The Risk-Reward Balance

After gauging risks and rewards related to aggressive portfolio transition, we have projected only a moderate increase in Abercrombie & Fitch’s (ANF)Hollister’s and abercrombie kids’ revenue per square feet going forward. We believe that despite the complete change in products on offer, brand perception will not change overnight and hence, growth in revenue per square feet will be slow. Moreover, increasing competition and falling foot traffic can offset Abercrombie’s efforts, keeping a check on its growth.

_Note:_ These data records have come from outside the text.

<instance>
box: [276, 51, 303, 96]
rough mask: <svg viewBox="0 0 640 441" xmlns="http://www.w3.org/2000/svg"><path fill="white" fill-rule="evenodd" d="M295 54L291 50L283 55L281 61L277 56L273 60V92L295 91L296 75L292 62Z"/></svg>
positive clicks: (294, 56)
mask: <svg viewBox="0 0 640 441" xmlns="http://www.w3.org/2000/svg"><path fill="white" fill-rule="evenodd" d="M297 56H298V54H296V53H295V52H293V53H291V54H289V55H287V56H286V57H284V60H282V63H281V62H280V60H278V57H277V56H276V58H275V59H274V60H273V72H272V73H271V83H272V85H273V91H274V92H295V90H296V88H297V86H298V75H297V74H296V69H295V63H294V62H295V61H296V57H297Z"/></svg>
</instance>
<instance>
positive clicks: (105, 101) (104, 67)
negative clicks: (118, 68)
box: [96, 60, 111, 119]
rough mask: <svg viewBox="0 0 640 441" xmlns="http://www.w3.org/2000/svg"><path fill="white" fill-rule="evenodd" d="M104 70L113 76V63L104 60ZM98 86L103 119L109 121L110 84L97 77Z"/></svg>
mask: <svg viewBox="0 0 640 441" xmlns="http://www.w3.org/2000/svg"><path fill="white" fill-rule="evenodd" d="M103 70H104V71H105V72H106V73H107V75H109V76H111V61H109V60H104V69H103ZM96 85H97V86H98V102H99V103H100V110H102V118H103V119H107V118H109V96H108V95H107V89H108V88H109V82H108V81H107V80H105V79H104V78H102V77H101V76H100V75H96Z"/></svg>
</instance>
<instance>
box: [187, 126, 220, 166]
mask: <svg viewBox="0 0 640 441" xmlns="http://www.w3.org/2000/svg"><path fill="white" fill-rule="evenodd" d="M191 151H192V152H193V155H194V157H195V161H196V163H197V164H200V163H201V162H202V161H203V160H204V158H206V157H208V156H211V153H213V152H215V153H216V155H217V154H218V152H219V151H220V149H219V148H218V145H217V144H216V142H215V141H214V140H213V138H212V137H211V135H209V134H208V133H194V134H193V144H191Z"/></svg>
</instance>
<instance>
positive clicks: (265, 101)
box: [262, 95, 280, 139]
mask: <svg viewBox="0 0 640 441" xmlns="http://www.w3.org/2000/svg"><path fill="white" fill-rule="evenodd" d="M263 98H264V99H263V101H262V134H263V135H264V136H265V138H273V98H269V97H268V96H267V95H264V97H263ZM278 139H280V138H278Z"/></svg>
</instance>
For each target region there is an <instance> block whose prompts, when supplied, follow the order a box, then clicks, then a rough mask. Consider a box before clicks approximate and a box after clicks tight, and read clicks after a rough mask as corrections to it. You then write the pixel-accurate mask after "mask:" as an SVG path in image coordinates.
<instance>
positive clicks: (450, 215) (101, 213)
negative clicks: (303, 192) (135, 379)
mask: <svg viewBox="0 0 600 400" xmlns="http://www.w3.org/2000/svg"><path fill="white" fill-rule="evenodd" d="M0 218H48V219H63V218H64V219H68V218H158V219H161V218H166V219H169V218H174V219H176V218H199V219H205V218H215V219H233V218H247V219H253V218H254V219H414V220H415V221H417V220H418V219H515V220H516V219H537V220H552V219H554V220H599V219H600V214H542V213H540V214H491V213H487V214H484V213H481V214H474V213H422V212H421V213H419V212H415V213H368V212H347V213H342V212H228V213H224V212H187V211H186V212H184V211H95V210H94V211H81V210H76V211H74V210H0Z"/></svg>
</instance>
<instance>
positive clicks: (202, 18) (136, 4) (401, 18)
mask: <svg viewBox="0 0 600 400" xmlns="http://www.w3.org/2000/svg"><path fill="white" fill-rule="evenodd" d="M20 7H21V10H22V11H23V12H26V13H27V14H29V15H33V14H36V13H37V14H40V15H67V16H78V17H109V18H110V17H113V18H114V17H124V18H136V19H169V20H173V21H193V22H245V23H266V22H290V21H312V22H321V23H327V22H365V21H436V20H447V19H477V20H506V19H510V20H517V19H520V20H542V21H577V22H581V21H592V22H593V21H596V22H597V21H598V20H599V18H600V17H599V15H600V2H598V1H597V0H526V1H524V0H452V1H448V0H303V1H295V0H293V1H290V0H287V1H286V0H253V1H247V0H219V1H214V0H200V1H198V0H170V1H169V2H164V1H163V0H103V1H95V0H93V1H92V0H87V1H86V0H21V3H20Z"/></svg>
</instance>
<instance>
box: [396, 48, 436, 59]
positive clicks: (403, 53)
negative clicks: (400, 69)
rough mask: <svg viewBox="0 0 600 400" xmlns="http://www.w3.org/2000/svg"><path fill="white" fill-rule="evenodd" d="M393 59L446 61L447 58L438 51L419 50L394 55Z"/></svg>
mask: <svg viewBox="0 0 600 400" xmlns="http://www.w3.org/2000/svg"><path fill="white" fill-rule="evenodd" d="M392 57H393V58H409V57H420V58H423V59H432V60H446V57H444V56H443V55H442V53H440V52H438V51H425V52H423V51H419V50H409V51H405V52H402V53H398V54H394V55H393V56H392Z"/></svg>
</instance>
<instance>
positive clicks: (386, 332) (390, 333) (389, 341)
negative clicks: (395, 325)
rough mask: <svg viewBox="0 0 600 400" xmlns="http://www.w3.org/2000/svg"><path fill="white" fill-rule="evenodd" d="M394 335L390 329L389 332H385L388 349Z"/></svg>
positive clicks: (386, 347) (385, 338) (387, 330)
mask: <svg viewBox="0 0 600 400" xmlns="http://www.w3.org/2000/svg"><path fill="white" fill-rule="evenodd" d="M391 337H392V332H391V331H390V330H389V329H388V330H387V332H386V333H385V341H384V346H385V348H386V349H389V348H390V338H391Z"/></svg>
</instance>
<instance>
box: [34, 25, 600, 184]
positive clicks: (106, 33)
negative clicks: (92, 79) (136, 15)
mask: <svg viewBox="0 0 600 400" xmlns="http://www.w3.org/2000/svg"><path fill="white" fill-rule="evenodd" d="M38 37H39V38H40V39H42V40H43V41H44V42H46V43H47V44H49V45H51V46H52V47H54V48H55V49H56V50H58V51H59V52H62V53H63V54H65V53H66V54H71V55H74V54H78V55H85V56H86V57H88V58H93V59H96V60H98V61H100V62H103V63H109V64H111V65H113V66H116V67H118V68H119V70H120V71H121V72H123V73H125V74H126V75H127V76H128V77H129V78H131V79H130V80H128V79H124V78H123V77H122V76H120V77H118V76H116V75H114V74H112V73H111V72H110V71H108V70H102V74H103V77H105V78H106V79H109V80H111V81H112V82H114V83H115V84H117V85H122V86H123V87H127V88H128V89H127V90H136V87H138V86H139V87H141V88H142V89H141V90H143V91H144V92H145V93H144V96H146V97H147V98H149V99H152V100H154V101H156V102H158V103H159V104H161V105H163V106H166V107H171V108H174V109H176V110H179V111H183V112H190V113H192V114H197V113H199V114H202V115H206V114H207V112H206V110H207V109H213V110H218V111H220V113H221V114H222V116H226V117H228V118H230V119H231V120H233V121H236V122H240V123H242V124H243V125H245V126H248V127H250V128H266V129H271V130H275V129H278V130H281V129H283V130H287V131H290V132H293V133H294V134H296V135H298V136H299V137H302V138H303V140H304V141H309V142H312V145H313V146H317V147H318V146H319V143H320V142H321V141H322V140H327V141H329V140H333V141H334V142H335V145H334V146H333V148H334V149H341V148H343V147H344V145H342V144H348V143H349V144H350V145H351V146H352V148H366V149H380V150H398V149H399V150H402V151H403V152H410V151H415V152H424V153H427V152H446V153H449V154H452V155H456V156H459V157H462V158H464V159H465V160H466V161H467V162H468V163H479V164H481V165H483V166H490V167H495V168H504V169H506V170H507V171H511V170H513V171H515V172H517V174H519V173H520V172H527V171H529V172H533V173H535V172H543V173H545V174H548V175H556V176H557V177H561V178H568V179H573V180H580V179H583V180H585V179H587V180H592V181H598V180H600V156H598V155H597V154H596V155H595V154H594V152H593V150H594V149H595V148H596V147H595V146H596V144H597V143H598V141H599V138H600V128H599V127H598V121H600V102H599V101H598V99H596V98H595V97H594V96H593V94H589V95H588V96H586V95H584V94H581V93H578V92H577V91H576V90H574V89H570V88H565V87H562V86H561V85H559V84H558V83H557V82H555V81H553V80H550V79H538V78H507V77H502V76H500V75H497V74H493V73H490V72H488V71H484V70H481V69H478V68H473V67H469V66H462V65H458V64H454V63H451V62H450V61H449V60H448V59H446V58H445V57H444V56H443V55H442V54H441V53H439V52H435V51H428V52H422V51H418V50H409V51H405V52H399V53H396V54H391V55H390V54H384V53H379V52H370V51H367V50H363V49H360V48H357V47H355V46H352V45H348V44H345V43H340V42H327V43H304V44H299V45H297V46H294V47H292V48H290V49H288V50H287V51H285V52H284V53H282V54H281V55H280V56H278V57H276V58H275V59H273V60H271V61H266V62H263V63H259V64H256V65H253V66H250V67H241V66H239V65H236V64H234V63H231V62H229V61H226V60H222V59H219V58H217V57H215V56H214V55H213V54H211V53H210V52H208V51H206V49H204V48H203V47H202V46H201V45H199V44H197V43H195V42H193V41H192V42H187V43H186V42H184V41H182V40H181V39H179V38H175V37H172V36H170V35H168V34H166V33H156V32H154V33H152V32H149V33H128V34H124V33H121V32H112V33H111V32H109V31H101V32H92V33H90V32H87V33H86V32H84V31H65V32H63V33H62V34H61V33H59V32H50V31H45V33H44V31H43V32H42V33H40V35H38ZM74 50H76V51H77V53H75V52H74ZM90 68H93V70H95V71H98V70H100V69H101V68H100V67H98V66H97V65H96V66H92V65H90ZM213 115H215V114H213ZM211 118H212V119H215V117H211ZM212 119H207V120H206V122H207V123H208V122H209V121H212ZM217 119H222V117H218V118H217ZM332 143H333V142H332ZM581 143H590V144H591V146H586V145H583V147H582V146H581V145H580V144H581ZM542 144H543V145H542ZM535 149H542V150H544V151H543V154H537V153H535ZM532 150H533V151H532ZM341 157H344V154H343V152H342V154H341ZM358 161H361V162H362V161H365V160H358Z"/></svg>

However, the increase in revenue per square feet metrics for all brands will most likely remain steady, given that the retailer will be offering products that customers desire. We forecast that over the next five or six years, revenue per square feet for all the brands will only be slightly above their respective 2014 levels. If customer response to updated product mix turns out better than expected, pushing long term revenue per square feet forecast for ANF and Hollister to $450 and $390, respectively, up from the current projections of $420 and $366, there can be an upside of about 5% to our price estimate for Abercrombie. On the contrary, it these figures move down to $375 and $328, respectively, there can be over 5% downside to our price estimate.